The China affiliate group targeted the Microsoft Exchange bug
 The China affiliate group targeted the Microsoft Exchange bug

Microsoft said: A Chinese cyber espionage organization is using a recently discovered vulnerability in Microsoft Exchange Server mail server software to remotely steal email mailboxes. Below is an example of some commonly used software that is used to perform spying activities on the Internet.

Microsoft stated on the blog that the hacking campaign used four previously unexplored vulnerabilities in various versions of the Microsoft Exchange Server mail server and was run by a group called HAFNIUM, which they named a Chinese government funded company.

In another article, network security firm Volexity said: In January, hackers took advantage of a vulnerability to steal all content from the mailboxes of multiple remote users.

Volexity said they just need to know the details of the Microsoft Exchange Server mail server software and the account they want to use to steal their email.

Despite claims by the United States and other countries, Beijing generally denies the practice of cyber espionage.

Before Microsoft spread the word, the radical hacking movement had increasingly attracted the attention of the entire network security community.

“I noticed a sudden increase in transaction-related Microsoft Exchange Server mail server software activity overnight.” About 10 of the company's customers are affected, Mike McClellan, director of intelligence at Dell Secureworks, told Microsoft.

Since the breakthrough of SolarWinds, Microsoft's ubiquitous portfolio of products has come under intense scrutiny. SolarWinds is a software company that is the springboard for many government and private network breaches.

In other cases, hackers use the way customers create their own Microsoft services to threaten targets or compromise an affected network.

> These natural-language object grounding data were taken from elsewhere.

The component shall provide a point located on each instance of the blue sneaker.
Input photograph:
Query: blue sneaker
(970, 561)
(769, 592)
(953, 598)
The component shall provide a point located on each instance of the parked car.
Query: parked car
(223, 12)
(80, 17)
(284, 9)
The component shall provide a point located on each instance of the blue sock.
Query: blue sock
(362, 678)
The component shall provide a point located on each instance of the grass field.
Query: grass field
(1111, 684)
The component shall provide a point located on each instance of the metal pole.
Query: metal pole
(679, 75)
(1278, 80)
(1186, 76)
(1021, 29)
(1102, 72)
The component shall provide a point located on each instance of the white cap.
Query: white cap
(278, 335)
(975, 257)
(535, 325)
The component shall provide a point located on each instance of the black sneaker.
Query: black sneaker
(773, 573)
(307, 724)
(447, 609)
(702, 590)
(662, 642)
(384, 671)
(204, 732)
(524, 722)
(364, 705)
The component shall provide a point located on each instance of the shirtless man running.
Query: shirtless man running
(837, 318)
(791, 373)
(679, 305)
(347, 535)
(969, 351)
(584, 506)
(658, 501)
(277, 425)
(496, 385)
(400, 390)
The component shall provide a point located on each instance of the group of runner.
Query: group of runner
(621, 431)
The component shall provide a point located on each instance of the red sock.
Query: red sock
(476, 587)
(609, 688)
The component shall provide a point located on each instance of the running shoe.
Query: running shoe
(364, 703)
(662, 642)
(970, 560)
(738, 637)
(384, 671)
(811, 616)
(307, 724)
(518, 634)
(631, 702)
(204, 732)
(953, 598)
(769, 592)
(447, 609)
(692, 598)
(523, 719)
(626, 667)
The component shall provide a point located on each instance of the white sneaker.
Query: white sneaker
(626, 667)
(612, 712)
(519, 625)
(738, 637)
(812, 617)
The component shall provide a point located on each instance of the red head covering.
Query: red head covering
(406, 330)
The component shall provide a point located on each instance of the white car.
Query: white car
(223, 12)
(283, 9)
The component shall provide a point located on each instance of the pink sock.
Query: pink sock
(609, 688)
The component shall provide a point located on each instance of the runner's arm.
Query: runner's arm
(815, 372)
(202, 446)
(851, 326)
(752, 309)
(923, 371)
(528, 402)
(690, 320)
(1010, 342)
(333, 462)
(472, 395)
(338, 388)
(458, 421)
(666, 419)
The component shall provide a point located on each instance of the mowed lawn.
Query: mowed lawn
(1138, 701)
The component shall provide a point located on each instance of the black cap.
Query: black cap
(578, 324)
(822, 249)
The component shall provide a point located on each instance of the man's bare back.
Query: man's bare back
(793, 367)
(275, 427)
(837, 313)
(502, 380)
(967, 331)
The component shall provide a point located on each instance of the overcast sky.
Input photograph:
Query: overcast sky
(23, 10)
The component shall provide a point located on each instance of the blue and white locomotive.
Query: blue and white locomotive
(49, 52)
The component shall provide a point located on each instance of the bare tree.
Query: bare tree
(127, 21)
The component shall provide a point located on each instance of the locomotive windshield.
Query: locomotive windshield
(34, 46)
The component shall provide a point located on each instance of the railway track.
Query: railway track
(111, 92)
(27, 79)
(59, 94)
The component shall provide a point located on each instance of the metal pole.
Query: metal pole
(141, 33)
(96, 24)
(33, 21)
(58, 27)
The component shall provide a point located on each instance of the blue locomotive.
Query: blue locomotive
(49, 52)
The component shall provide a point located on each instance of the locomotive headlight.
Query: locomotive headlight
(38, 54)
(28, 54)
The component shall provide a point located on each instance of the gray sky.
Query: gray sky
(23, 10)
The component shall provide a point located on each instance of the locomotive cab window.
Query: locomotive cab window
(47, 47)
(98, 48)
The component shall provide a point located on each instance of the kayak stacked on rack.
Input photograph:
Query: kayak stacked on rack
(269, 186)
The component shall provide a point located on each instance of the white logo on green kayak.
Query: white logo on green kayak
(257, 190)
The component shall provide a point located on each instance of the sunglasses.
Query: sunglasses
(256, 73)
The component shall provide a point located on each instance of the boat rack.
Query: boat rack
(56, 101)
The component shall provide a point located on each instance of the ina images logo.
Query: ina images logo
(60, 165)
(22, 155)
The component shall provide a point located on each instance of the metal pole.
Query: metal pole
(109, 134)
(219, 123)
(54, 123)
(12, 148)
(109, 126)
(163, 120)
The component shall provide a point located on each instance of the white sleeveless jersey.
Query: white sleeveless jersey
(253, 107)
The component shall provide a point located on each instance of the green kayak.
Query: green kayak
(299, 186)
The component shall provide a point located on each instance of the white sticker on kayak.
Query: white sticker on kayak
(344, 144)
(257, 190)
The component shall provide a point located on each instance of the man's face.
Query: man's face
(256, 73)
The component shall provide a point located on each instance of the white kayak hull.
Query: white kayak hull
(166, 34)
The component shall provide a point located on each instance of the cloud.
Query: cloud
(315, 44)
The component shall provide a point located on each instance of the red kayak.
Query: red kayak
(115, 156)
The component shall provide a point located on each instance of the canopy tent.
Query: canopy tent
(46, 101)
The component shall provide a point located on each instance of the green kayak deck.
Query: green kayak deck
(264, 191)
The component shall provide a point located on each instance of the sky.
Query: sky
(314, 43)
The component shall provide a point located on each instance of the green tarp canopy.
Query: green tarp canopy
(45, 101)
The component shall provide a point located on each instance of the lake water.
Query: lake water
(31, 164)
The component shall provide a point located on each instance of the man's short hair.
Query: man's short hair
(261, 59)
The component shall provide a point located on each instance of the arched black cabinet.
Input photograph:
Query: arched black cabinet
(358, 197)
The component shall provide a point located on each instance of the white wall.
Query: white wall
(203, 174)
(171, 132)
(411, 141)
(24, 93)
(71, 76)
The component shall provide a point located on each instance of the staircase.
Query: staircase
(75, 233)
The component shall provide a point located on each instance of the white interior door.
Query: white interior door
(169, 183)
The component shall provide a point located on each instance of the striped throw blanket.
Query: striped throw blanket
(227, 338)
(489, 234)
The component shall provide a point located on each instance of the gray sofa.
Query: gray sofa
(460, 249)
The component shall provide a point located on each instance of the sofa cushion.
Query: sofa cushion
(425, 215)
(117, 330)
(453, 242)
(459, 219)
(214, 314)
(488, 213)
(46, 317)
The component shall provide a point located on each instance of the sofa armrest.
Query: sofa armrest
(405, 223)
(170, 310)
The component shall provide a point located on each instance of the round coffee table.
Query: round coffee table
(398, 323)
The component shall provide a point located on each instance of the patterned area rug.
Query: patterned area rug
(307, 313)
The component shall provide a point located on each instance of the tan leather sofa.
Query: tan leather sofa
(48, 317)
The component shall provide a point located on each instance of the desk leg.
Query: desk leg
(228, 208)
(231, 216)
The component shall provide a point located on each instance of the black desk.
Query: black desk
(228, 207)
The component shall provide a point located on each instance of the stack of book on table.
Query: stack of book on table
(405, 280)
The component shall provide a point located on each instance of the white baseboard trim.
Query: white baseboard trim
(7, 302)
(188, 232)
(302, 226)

Hackers who followed SolarWinds entered Microsoft itself, accessed the source code materials and downloaded them to a Microsoft Exchange Server mail server.

McClellan said the hacking activity he saw appeared to be focused on spreading malware and paving the way for deeper intrusion rather than an effective entry to the network instantly.

Microsoft said its goals are aimed at researchers in infectious diseases, law firms, higher education institutions, defense companies, think tanks and NGOs.